At processing block 420, device 220 blocks new connections from being established across the link, which it controls. In one embodiment, the connections are blocked by setting a standard PNNI parameter, called availCR (available cell rate) equal to 0. By setting availCR=0, the node advertises that the available cell rate is zero, such that the link is not available for new connections to be established. This causes the PNNI Topology State Element (PTSE) to be broadcast throughout the network, also known as flooding. The PTSE is a data block that tells other nodes what resources are available across the link. Device 220 waits for this “flooding” to be absorbed by other nodes in network 100. Thus, in the example above, no new connections are allowed across link 180. However, the connections already established and operating on link 180 must be removed.
At processing block 430, enhanced rerouting is performed on the established connections by communicating to surrounding nodes that a reroute of connections should be initiated. Rerouting establishes a new virtual path through the network for the existing connection over the link. Block 430 will be described below in greater detail in conjunction with
At processing block 460, device 220 sends a notification that all connections have been removed from the link. The notification may be in the form of a confirmation signal to a user via CLI 115, SNMP trap, or similar event. The process ends at block 470.
These connections are processed at a throttled rate of K connections per second. The rate K may be specified by the use when the LMD is initiated. The rate K may be any rate which allows for hitless operation, that is the service outage caused by process 400 is less than 200 mSec.
At processing block 510 a trace message (standard PNNI signaling) is sent across both ends of the link that will be serviced. The trace command is sent to each connection's master node, that is the node that established the connection for the first time and the only node that may initiate a reroute for that connection. The standard PNNI trace command includes a proprietary field which may be coded to include instructions for a master node to reroute its connections. The trace command may be used because it is routed to the end-points of each connection.
Thus, at processing block 520, upon receiving the trace message, a master node may initiate the rerouting of any connections it established over the link that will be serviced. At any time during the reroute process, a user may adjust the reroute rate “K” to a desired rate. At processing block 530, device 220 waits “L” seconds for the connections to reroute. If the calls are rerouted before L seconds lapse, then the process stops at block 540.
In one embodiment, link maintenance device 220 may be used to throttle back connections on a link to make more bandwidth available, without removing all connections from the link.
The link maintenance device 220, is always available for use, however, periods of low network activity is best for performing maintenance on a link.
In one embodiment, the link maintenance device 220 works in networks, in which other nodes do not have such a device, as well. Not all nodes in the network are required to support the Link Maintenance Function in order for the function to be used on a node that does support the function.
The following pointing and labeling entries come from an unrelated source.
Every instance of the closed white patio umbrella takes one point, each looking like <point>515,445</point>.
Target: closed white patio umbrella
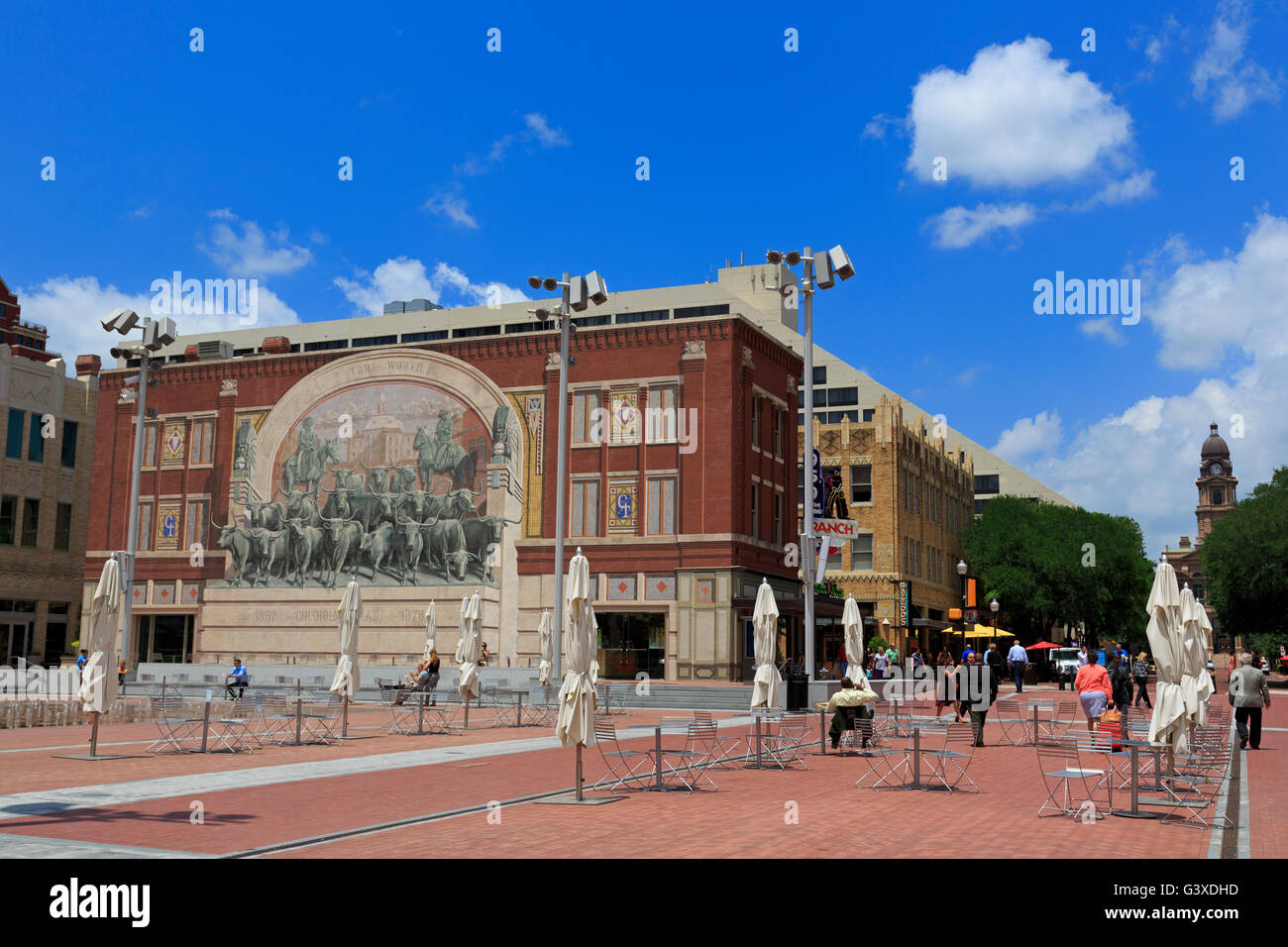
<point>575,725</point>
<point>98,686</point>
<point>1168,723</point>
<point>546,648</point>
<point>1193,659</point>
<point>468,650</point>
<point>430,629</point>
<point>347,680</point>
<point>853,622</point>
<point>764,622</point>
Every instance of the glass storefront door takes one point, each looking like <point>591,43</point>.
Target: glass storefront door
<point>630,643</point>
<point>166,638</point>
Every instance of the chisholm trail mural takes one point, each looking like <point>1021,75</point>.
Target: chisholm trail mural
<point>382,480</point>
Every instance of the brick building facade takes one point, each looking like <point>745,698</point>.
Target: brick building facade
<point>664,510</point>
<point>910,496</point>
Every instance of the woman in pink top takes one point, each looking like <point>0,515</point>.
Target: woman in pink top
<point>1094,689</point>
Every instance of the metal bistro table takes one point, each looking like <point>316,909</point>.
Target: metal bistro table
<point>911,764</point>
<point>761,715</point>
<point>1134,748</point>
<point>684,754</point>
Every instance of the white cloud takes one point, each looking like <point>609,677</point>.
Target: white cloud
<point>406,278</point>
<point>1223,75</point>
<point>250,253</point>
<point>546,137</point>
<point>1016,118</point>
<point>1142,460</point>
<point>454,208</point>
<point>877,125</point>
<point>1237,300</point>
<point>958,227</point>
<point>71,307</point>
<point>1029,436</point>
<point>1133,187</point>
<point>536,132</point>
<point>1103,329</point>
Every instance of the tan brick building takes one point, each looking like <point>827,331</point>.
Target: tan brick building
<point>911,496</point>
<point>47,427</point>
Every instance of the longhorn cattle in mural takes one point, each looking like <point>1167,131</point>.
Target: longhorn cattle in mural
<point>374,500</point>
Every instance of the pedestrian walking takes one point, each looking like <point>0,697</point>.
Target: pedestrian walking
<point>1140,676</point>
<point>1018,659</point>
<point>1094,689</point>
<point>1248,694</point>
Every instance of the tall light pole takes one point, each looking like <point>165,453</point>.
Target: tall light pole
<point>156,335</point>
<point>829,264</point>
<point>576,292</point>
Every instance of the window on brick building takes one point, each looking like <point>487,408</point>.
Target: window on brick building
<point>146,523</point>
<point>13,434</point>
<point>861,553</point>
<point>861,483</point>
<point>37,441</point>
<point>585,508</point>
<point>194,523</point>
<point>8,519</point>
<point>30,521</point>
<point>661,414</point>
<point>661,505</point>
<point>584,405</point>
<point>202,441</point>
<point>69,431</point>
<point>63,527</point>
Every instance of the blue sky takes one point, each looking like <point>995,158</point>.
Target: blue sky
<point>476,167</point>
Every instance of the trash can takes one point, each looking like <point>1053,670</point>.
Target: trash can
<point>798,690</point>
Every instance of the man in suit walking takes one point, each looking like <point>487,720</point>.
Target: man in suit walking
<point>1248,694</point>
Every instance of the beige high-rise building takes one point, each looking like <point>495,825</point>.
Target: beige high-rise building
<point>47,427</point>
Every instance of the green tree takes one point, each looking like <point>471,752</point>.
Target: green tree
<point>1050,565</point>
<point>1245,565</point>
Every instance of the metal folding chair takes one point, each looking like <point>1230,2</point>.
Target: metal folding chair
<point>174,724</point>
<point>623,766</point>
<point>1063,774</point>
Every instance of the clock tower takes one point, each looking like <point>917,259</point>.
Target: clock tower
<point>1216,483</point>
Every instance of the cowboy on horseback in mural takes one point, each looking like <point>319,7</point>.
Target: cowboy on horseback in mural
<point>443,455</point>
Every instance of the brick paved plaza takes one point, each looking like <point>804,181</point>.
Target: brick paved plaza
<point>275,795</point>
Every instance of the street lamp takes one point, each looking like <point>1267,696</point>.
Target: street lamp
<point>156,335</point>
<point>576,292</point>
<point>822,269</point>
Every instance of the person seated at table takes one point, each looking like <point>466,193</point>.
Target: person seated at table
<point>237,678</point>
<point>945,681</point>
<point>1094,689</point>
<point>842,705</point>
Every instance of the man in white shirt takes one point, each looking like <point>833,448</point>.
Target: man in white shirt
<point>1019,660</point>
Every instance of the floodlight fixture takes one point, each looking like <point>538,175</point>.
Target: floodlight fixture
<point>841,262</point>
<point>578,294</point>
<point>121,321</point>
<point>595,287</point>
<point>823,275</point>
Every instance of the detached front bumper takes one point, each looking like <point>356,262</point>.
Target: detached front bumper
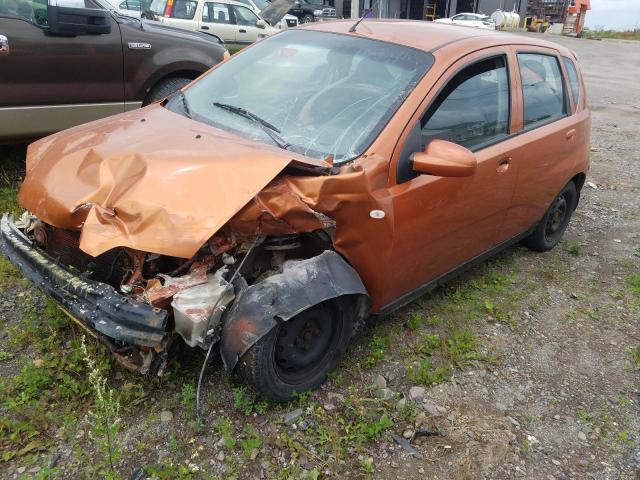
<point>95,304</point>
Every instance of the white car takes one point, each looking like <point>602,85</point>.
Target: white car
<point>476,20</point>
<point>288,21</point>
<point>233,22</point>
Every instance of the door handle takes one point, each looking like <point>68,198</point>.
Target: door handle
<point>4,45</point>
<point>503,165</point>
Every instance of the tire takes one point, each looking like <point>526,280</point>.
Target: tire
<point>552,226</point>
<point>297,355</point>
<point>164,88</point>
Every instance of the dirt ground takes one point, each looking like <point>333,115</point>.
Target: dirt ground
<point>525,367</point>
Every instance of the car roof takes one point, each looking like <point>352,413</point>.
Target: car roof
<point>428,36</point>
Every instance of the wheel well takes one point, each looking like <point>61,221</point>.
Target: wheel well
<point>190,74</point>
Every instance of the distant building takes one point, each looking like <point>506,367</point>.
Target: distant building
<point>424,9</point>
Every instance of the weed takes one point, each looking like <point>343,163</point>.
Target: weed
<point>252,442</point>
<point>633,281</point>
<point>188,395</point>
<point>634,356</point>
<point>415,321</point>
<point>224,428</point>
<point>247,402</point>
<point>426,374</point>
<point>574,248</point>
<point>105,418</point>
<point>367,467</point>
<point>5,356</point>
<point>376,350</point>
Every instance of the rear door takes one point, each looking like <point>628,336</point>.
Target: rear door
<point>552,136</point>
<point>247,32</point>
<point>441,223</point>
<point>217,19</point>
<point>53,82</point>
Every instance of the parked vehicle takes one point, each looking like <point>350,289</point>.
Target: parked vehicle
<point>232,21</point>
<point>272,225</point>
<point>308,12</point>
<point>57,72</point>
<point>476,20</point>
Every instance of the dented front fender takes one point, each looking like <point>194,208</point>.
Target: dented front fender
<point>302,284</point>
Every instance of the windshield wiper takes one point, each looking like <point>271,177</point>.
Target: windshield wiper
<point>265,126</point>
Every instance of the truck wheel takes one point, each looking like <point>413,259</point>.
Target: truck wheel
<point>298,354</point>
<point>164,88</point>
<point>552,226</point>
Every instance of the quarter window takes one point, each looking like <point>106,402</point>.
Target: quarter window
<point>184,9</point>
<point>573,79</point>
<point>244,16</point>
<point>215,13</point>
<point>542,89</point>
<point>473,109</point>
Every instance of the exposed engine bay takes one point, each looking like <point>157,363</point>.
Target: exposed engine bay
<point>195,292</point>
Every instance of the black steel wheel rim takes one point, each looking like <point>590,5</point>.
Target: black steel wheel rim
<point>304,343</point>
<point>557,216</point>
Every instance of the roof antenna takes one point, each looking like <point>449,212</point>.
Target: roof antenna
<point>355,25</point>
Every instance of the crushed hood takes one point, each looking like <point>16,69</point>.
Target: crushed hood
<point>151,180</point>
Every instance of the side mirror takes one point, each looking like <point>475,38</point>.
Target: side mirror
<point>77,21</point>
<point>445,159</point>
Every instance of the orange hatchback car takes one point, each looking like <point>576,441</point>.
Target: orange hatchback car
<point>320,176</point>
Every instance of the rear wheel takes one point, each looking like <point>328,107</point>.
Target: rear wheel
<point>164,88</point>
<point>297,355</point>
<point>552,226</point>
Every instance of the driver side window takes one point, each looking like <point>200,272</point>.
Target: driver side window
<point>244,16</point>
<point>33,11</point>
<point>473,108</point>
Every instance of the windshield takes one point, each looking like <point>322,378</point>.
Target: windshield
<point>328,95</point>
<point>261,4</point>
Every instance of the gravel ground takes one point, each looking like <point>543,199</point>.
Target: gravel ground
<point>548,390</point>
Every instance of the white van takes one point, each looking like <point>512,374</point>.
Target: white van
<point>232,21</point>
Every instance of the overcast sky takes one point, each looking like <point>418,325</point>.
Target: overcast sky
<point>614,14</point>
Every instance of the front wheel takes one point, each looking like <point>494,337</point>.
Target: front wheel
<point>297,355</point>
<point>307,19</point>
<point>552,226</point>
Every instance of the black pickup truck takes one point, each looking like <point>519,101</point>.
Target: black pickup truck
<point>312,12</point>
<point>61,66</point>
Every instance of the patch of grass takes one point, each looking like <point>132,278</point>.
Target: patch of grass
<point>634,356</point>
<point>574,248</point>
<point>252,442</point>
<point>633,282</point>
<point>9,202</point>
<point>415,321</point>
<point>376,350</point>
<point>247,402</point>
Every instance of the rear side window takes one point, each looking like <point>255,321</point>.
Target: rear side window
<point>473,108</point>
<point>184,9</point>
<point>215,13</point>
<point>573,79</point>
<point>542,89</point>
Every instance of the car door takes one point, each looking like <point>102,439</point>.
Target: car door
<point>553,139</point>
<point>51,82</point>
<point>181,14</point>
<point>217,19</point>
<point>246,22</point>
<point>441,223</point>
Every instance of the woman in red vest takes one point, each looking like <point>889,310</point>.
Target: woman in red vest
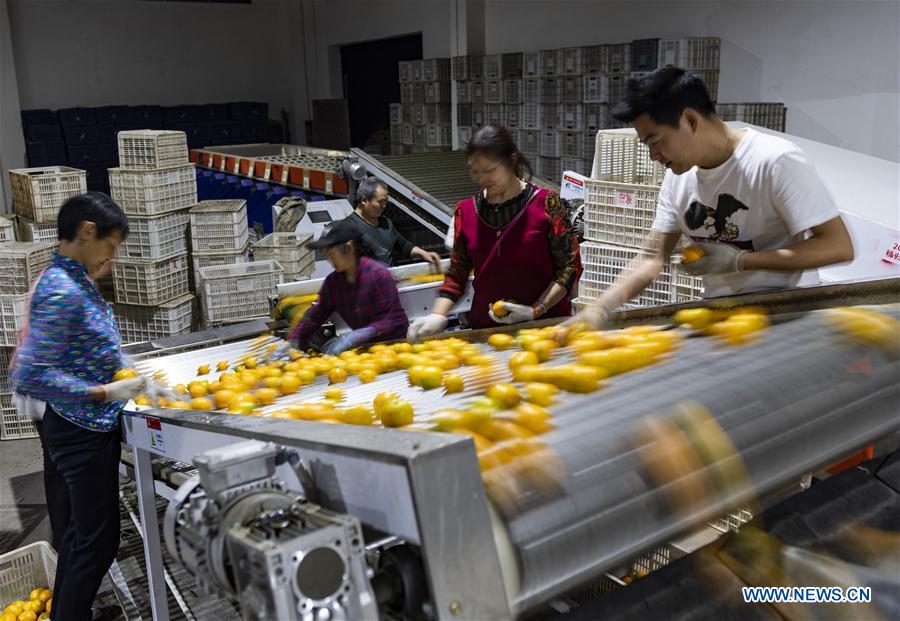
<point>517,238</point>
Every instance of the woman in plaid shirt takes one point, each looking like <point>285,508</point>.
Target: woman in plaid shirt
<point>361,290</point>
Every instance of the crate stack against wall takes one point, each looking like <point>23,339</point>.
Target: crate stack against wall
<point>555,101</point>
<point>421,123</point>
<point>155,185</point>
<point>768,115</point>
<point>20,265</point>
<point>620,206</point>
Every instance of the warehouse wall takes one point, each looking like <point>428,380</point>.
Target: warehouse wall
<point>834,63</point>
<point>328,24</point>
<point>102,52</point>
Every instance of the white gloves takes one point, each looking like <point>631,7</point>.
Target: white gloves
<point>516,313</point>
<point>719,258</point>
<point>594,316</point>
<point>124,390</point>
<point>424,326</point>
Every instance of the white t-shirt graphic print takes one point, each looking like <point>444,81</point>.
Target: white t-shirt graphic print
<point>766,196</point>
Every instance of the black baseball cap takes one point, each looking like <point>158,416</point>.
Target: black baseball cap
<point>335,233</point>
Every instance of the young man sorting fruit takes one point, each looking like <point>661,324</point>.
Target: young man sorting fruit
<point>753,204</point>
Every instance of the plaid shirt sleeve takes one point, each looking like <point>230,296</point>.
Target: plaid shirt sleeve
<point>317,314</point>
<point>384,304</point>
<point>456,277</point>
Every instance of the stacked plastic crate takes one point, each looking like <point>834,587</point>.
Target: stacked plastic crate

The maintenance device 220 minimizes connection outages, without:
disrupting service, including data loss or downed time;
manually rerouting connections;
back-logging normal provisioning (the establishment of new connections);
establishing new messaging, since only existing PNNI commands are used, and
establishing new inter-node mechanisms.
In the foregoing specification, the invention has been described with reference to specific exemplary embodiments thereof. It will, however, be evident that various modifications and changes may be made thereto without departing from the broader spirit and scope of the invention as set forth in the appended claims. The specification and drawing are, accordingly, to be regarded in an illustrative rather than a restrictive manner.